Grade: 4 stars
Retelling of the fairy tale "The Goose Girl". The goose girl is stuck in a tower for her own safety, courted by two men she highly dislikes. She plans a daring escape, and that's when her adventures start. A light read, but I loved it. It was pretty much the perfect comfort read for this particular time. The geese were hilarious, the goose girl was bad-tempered and awesome, and the romance was unusual.
"Shards of Honour" by Lois McMaster Bujold
Grade: 4 1/2 stars
The first book in the Vorkosigan saga. Cordelia is the captain of a scientific expedition, and she gets captured by the captain of a military ship from another planet. She has to survive for 5 days on an alien planet with him, and then there's politics and battles and more survival and stuff. Faaabulous book (my description SO does not do it justice), which I'm guessing is the start to an amazing and unforgettable series. Where has this been my whole life? One of my favourites parts of this book is a little difficult to describe in so few words, but suffice it to say: it's titled perfectly. I loved the way the theme of honour was dealt with. This book and then next (Barrayar, discussed a bit below) are contained in an omnibus called Cordelia's Honour; this is very aptly named, for truthfully, Cordelia "pour[s] out honour all around [her], like a fountain". Also--Bothari. He is...quite something. There's not enough room to describe it all here, but his story was one of my favourite parts of the book.

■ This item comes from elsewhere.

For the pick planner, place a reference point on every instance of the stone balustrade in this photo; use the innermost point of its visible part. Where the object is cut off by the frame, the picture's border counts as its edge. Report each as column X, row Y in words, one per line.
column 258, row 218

"Geeks, Girls, and Secret Identities" by Mike Jung
Grade: 2 stars
A couple of fanboys of the superhero Captain Stupendous have to help him out when all of a sudden he's not acting as stupendous as usual. This books subverts some common tropes (girl power, non-white characters, and more), which I always like, however it didn't really manage to keep my interest very well. Maybe my time of loving Middle Grade fiction more than most other kinds is slowly coming to an end, because it seems that the complaint "this book is too young for me" has come up a lot recently. (There are of course important exceptions, like Ordinary Magic, books by Frances Hardinge, and by Stephanie Burgis, and more.) Or maybe the book is simply a bit too simplistic. Not sure.
"Barrayar" by Louis McMaster Bujold
Grade: 3 1/2 stars
Begins right after Shards of Honour, so I don't want to discuss it too much because of spoilers. But there's a lot of Cordelia acclimatizing to a different culture, having lots of trouble with the horrific Barrayarian politics, and trying to save her unborn son. I liked it less than Shards of Honour, but it was still really good. My main issue might have been that it seemed to have less of a main theme and be less self-contained than Shards of Honour, but then I've read other reviews which have thought pretty much the opposite. So I don't know. What matters is that it has confirmed in my mind that this series is definitely worth reading. I am now going to go out and read as many Vorkosigan books as I can get my hands on.